Uma das estratégias mais utilizadas por quem busca o emagrecimento é cortar ou reduzir drasticamente o consumo das fontes de carboidratos. Mas será que esse é o único caminho? É possível emagrecer e ter saúde comendo essas fontes alimentares? Antes de falarmos sobre as crenças que giram em torno desse tema, é importante separar o joio do trigo.

Os carboidratos constituem nossa principal fonte energética e estão presentes na maioria dos alimentos que consumimos, como pães, massas, biscoitos, doces, arroz, raízes e tubérculos, grãos, frutas, legumes, entre outros. Cada alimento age de forma diferente no corpo devido ao seu conteúdo como um todo e ao contexto em que está inserido.

Por exemplo, as versões ultraprocessadas são ricas em açúcares, gorduras e calorias e possuem baixíssimo valor nutricional. Já os alimentos in natura fontes de carboidratos fornecem fibras e vários outros nutrientes como vitaminas e minerais que auxiliam em maior saciedade, favorecendo não só o emagrecimento, bem como a regulação metabólica e a saúde do corpo – por isso, estes devem ser sempre priorizados. É de grande importância olhar o alimento como um todo e o contexto da alimentação e não somente um nutriente isolado.

“Carboidrato engorda?” Independente do que se vai comer, para que o emagrecimento ocorra é necessário existir o déficit calórico, ou seja, comer menos calorias do que se gasta ou gastar mais do que se come. Dessa forma, fica claro que o problema não é o carboidrato em si, mas sim o saldo das calorias que entram e saem do corpo ao longo dos dias. Em resumo, mesmo que você “corte” os carboidratos, se comer mais do que se gasta em calorias de outras fontes alimentares isso favorecerá o ganho de peso. Claro que a qualidade dos carboidratos também deve ser considerada visando o emagrecimento saudável. Um dos motivos alegados para o corte do carboidratos é o fato de eles estimularem a insulina que é um hormônio que inibe a quebra e favorece a síntese de gordura, mas esse efeito só resultará em ganho de gordura se o indivíduo estiver em superávit calórico, ou seja, comer mais do que se gasta; portanto, manter o déficit é fundamental.
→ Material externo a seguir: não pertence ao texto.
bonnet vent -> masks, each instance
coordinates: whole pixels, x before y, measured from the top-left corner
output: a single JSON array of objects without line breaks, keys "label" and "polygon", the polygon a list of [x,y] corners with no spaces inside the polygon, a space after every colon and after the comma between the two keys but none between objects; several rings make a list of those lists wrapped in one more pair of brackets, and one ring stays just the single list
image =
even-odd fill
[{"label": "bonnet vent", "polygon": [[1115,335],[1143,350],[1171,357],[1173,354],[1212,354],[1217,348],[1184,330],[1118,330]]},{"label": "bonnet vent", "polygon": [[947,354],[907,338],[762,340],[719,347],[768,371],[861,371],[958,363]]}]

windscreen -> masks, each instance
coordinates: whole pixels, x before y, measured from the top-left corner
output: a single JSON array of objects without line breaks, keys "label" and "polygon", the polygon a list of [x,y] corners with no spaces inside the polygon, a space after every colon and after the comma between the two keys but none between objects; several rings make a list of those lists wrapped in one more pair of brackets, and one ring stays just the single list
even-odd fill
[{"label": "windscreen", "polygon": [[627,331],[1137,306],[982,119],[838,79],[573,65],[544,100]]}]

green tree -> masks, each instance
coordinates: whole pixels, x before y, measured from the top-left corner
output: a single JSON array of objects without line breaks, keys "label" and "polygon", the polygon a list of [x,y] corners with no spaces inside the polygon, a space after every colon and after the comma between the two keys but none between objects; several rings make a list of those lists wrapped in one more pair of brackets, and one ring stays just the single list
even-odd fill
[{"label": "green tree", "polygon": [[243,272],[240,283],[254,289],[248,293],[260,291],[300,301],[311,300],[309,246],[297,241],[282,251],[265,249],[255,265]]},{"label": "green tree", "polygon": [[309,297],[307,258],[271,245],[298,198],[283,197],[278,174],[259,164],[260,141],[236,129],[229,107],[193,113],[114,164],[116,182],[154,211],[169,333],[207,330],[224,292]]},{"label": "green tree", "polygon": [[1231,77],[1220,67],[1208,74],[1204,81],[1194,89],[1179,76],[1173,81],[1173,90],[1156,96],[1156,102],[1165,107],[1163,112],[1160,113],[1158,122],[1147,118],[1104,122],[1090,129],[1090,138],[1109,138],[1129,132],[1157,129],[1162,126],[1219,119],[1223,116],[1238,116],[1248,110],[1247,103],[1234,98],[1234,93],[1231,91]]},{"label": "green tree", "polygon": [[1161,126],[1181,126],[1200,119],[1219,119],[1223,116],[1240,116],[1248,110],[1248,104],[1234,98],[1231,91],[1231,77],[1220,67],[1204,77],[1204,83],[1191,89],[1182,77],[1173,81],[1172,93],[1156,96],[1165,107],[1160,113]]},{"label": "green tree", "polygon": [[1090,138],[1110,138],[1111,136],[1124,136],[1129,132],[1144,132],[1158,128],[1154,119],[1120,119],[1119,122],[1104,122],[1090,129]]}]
Entenda que não estou dizendo que você deva comer carboidratos à vontade sem pensar em calorias e na qualidade deles, mas sim que essas fontes podem fazer parte do processo de emagrecimento quando bem adequados e orientados em quantidade e qualidade. Elas desempenham papéis importantes nesse processo como fornecimento de energia para a realização de atividade física, que contribui para o aumento do gasto calórico, e são fontes de fibras, que auxiliam a redução da absorção de gordura provinda da alimentação, na saciedade e no bom funcionamento intestinal, o que é importante para adequada absorção de nutrientes que vão promover diversos benefícios à saúde, entre outras funções.

Por fim, carboidratos não são vilões quando se há uma boa orientação nutricional. Procure um profissional capacitado para melhor te orientar.